Summarizer

Subagent Architecture Benefits

Discussion of spawning subprocesses for work-oriented calls that don't pollute parent context, returning only summarized results to main thread

← Back to MCP server that reduces Claude Code context consumption by 98%

The subagent architecture focuses on preserving the "gold" of the main context window by isolating data-heavy tasks, such as tool calls and extensive log outputs, into independent subprocesses. Users advocate for returning only distilled summaries to the main thread—often covering the final answer, methodology, and lessons learned—so the primary model can reach conclusions without wading through raw data bloat. While this approach significantly enhances reasoning quality and enables better parallelization, some contributors caution that it may introduce a "slowdown penalty" for simple tasks like linting that might be faster to handle directly. Ultimately, the consensus highlights a shift toward "context purity," where sophisticated subagent routing and even small local models are used to filter information before it ever reaches the more expensive parent LLM.

9 comments tagged with this topic

View on HN · Topics
Author here. I shared the GitHub repo a few days ago ( https://news.ycombinator.com/item?id=47148025 ) and got great feedback. This is the writeup explaining the architecture. The core idea: every MCP tool call dumps raw data into your 200K context window. Context Mode spawns isolated subprocesses — only stdout enters context. No LLM calls, purely algorithmic: SQLite FTS5 with BM25 ranking and Porter stemming. Since the last post we've seen 228 stars and some real-world usage data. The biggest surprise was how much subagent routing matters — auto-upgrading Bash subagents to general-purpose so they can use batch_execute instead of flooding context with raw output. Source: https://github.com/mksglu/claude-context-mode Happy to answer any architecture questions.
View on HN · Topics
I think telling it to run those in a subagent should accomplish the same thing and ensure only the answer makes it to the main context. Otherwise you will still have some bloat from reading the exact output, although in some cases that could be good if you’re debugging or something
View on HN · Topics
Not really because it reliably greps or searches the file for relevant info. So far I haven't seen it ever load the whole file. It might be more efficient for the main thread to have a subagent do it but probably at a significant slowdown penalty when all I'm doing is linting or running tests.

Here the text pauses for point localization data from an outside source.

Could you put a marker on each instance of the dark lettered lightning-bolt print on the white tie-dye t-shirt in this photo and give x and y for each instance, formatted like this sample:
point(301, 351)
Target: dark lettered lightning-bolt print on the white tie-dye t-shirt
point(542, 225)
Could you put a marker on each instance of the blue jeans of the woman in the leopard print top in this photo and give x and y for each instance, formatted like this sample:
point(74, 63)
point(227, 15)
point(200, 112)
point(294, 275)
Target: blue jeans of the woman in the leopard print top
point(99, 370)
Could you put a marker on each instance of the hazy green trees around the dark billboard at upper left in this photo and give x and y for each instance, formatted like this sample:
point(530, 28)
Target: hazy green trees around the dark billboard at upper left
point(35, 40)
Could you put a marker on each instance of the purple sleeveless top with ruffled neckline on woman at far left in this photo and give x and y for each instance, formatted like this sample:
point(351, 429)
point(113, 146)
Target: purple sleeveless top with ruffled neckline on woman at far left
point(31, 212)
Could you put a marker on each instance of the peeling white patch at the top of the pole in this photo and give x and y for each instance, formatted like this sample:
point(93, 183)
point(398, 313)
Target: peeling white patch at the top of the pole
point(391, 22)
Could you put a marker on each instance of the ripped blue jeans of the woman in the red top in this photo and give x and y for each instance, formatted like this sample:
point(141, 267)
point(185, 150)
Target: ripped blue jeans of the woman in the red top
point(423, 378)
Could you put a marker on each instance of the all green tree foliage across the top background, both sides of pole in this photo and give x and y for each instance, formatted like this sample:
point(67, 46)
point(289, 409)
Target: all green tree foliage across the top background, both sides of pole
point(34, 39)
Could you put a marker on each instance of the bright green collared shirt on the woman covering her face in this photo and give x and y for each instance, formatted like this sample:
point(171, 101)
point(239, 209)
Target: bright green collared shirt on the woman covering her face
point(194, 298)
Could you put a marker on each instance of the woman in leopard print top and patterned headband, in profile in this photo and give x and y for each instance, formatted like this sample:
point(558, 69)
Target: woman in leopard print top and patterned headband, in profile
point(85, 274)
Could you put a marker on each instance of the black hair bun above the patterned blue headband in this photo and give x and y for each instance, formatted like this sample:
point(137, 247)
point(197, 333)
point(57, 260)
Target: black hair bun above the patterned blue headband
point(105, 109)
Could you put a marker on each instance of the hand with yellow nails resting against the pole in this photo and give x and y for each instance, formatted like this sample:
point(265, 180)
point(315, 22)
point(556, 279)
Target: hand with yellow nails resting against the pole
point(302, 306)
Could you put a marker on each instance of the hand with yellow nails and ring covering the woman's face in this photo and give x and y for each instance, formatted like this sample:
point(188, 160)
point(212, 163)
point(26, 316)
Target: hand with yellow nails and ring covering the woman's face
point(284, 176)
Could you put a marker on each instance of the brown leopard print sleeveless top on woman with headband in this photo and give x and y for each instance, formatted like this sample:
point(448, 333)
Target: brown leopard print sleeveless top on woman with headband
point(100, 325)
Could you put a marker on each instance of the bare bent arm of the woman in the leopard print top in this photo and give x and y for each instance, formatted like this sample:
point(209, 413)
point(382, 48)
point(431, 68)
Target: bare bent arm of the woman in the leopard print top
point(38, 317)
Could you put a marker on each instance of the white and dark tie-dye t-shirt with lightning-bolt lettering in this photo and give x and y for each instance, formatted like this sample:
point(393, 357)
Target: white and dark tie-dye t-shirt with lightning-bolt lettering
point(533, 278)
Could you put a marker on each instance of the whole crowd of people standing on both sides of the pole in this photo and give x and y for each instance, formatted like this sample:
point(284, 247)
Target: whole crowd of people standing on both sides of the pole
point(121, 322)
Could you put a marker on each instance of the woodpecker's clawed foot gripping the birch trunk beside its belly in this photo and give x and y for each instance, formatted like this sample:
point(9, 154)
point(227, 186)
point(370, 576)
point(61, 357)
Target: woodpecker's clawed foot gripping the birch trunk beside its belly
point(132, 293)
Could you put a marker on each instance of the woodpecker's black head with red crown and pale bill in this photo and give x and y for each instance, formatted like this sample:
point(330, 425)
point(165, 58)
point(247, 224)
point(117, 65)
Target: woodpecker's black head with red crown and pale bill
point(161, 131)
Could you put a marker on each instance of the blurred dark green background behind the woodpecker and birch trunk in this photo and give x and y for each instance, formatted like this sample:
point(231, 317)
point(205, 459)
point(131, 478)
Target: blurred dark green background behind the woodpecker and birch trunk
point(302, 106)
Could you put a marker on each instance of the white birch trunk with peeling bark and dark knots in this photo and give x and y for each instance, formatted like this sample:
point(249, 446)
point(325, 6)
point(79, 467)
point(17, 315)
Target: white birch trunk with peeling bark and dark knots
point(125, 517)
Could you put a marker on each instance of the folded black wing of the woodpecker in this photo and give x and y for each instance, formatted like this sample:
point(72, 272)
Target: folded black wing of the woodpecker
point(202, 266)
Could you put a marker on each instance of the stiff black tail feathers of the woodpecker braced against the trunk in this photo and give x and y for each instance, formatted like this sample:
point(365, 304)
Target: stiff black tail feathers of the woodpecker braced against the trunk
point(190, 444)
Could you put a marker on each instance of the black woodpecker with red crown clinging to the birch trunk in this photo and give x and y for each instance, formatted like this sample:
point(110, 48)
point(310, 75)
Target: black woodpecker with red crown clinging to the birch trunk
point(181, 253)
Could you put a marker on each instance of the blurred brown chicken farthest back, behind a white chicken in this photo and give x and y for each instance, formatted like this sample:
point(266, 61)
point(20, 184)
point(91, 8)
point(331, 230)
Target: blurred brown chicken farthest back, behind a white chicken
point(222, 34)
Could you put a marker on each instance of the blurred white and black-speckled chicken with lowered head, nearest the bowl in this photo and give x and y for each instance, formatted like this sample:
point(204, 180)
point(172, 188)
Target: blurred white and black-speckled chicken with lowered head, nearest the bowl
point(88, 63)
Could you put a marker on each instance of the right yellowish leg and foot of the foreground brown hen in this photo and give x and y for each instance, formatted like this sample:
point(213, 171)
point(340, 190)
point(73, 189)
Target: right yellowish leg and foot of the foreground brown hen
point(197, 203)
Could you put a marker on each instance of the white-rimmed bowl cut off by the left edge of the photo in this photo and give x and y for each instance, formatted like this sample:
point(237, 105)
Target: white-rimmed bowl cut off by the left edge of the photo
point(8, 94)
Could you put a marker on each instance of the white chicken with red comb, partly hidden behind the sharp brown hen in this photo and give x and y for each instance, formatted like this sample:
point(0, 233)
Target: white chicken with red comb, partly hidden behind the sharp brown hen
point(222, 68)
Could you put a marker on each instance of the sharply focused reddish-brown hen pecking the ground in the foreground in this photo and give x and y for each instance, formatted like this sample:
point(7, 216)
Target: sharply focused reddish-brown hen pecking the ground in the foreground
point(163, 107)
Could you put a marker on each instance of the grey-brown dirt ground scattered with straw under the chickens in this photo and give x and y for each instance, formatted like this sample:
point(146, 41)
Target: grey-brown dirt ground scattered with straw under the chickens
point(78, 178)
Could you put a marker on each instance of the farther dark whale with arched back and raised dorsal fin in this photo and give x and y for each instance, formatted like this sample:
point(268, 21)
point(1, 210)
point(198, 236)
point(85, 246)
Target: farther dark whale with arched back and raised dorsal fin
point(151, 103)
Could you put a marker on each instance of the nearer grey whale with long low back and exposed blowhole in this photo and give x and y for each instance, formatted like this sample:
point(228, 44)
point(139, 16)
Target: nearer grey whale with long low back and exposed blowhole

So this is probably a judgement call depending on the situation.
View on HN · Topics
i think something kinda easy for that could be to pretend that pruned output was actually done by a subagent. copy the detailed logs out, and replace it with a compacted summary.
View on HN · Topics
Maybe the right answer is “why not both”, but subagents can also be used for that problem. That is, when something isn’t going as expected, fork a subagent to solve the problem and return with the answer. It’s interesting to imagine a single model deciding to wipe its own memory though, and roll back in time to a past version of itself (only, with the answer to a vexing problem)
View on HN · Topics
I do this with my agents. Basically, every "work" oriented call spawns a subprocess which does not add anything to the parent context window. When the subprocess completes the task, I ask it to 1) provide a complete answer, 2) provide a succinct explanation of how the answer was arrived at, 3) provide a succinct explanation of any attempts which did not work, and 4) Anything learned during the process which may be useful in the future. Then, I feed those 4 answers back to the parent as if they were magically arrived at. Another thing I do for managing context window is, any tool/MCP call has its output piped into a file. The LLM then can only read parts of the file and only add that to its context if it is sufficient. For example, execute some command that produces a lot of output and ultimately ends in "Success!", the LLM can just tail the last line to see if it succeeded. If it did, the rest of the output doesn't need to be read. if it fails, usually the failure message is at the end of the log. Something I'm working on now is having a smaller local model summarize the log output and feed that summarization to the more powerful LLM (because I can run my local model for ~free, but it is no where near as capable as the cloud models). I don't keep up with SOTA so I have no idea if what I'm doing is well known or not, but it works for me and my set up.
View on HN · Topics
Do you need 80+ tools in context? Even if reduced, why not use sub agents for areas of focus? Context is gold and the more you put into it unrelated to the problem at hand the worse your outcome is. Even if you don't hit the limit of the window. Would be like compressing data to read into a string limit rather than just chunking the data
View on HN · Topics
Thanks for this. I do most of my work in subagents for better parallelization. Is it possible to have it work there? Currently the stats say subagents didn't benefit from it.
View on HN · Topics
Does the skill run in a subagent, saving context?